With the accidental discovery of a lower firing clay in the 1940’s history was written. The company started producing its second product line, flower pots. The two manufacturing lines are still produced today although both processes have been modernized and updated with new processes and technologies.
One of Marshall Pottery’s early masters was Pete Payne, a potter featured in the Smithsonian Institute. Peter produced handturned pottery beginning in the 1930’s and finally retired in 1985. Just as Pete did for over 50 years, the age-old practice of handturning pottery by master potters can still be seen at Marshall Pottery, being passed down from master potter to apprentice.
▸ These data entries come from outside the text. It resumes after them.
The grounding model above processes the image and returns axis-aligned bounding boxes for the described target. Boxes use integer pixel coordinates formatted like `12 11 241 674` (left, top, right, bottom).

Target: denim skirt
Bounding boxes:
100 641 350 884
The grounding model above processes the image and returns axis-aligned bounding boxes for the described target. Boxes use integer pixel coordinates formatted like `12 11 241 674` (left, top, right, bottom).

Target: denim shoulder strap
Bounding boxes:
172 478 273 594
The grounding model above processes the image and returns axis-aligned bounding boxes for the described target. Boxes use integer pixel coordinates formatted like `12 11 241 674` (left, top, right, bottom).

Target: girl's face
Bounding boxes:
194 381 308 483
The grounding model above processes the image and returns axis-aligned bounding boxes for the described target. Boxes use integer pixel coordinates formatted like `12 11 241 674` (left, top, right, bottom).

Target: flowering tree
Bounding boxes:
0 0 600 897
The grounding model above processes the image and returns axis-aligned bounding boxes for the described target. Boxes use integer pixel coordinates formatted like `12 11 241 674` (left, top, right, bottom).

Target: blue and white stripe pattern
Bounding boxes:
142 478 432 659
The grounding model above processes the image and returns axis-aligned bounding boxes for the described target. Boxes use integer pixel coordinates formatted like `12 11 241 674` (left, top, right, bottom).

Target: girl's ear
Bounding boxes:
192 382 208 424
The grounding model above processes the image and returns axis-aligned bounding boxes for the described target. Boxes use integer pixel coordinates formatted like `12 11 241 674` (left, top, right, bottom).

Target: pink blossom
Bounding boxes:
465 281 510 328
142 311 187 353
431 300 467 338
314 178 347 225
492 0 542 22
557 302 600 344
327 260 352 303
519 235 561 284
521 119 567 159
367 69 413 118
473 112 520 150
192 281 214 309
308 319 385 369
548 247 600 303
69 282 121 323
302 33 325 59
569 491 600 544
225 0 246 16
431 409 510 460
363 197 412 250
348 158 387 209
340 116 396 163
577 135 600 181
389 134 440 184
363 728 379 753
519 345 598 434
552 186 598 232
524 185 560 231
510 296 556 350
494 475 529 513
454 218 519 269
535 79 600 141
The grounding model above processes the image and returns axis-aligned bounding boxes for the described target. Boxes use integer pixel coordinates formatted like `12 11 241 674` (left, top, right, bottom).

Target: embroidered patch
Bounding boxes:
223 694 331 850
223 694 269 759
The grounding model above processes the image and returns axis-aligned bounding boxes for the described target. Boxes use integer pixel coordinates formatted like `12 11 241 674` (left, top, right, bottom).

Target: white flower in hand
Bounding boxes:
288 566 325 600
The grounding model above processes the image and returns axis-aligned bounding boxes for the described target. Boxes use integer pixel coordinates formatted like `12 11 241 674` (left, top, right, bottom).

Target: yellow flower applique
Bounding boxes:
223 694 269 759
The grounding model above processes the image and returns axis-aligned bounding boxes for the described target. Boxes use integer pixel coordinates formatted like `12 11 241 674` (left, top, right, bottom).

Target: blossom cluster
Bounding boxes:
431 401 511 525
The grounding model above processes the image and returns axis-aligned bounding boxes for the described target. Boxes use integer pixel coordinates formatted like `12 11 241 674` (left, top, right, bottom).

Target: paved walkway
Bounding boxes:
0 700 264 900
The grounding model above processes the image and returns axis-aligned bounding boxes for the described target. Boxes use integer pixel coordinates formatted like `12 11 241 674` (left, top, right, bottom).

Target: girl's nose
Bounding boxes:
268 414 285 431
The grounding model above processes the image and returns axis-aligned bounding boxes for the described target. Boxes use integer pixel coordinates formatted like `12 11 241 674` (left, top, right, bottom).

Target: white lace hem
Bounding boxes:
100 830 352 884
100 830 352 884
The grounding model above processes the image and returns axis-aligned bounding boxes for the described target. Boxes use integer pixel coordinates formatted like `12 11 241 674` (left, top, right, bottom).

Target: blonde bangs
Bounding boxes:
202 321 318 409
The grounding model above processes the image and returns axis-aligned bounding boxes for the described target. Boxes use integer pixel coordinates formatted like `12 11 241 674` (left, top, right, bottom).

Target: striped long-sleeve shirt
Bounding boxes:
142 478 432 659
In 1974 a retail store was added to the Marshall Pottery family. This 100,000 square feet facility is one of the main tourist destinations in East Texas. The Home Décor, Garden Shop, Floral, Seasonal, Pottery store hosts over 100,000 people each year.
Today
Marshall Pottery still maintains a strong presence in the pottery manufacturing arena today. With the construction of a new fully automated terra cotta manufacturing facility in 1998 promoted by Deroma Group, Marshall Pottery remains the largest manufacturer of red clay pots in the United States. With a commitment to quality and customer service, the processes are constantly being upgraded. The stoneware production remains much the same as it has been manufactured in the past with the exception of electricity turning the potter’s wheels instead of the potter’s kick. The traditions of manufacturing a MADE IN THE USA stoneware line of pottery continue as a strong force in the overall business plan today.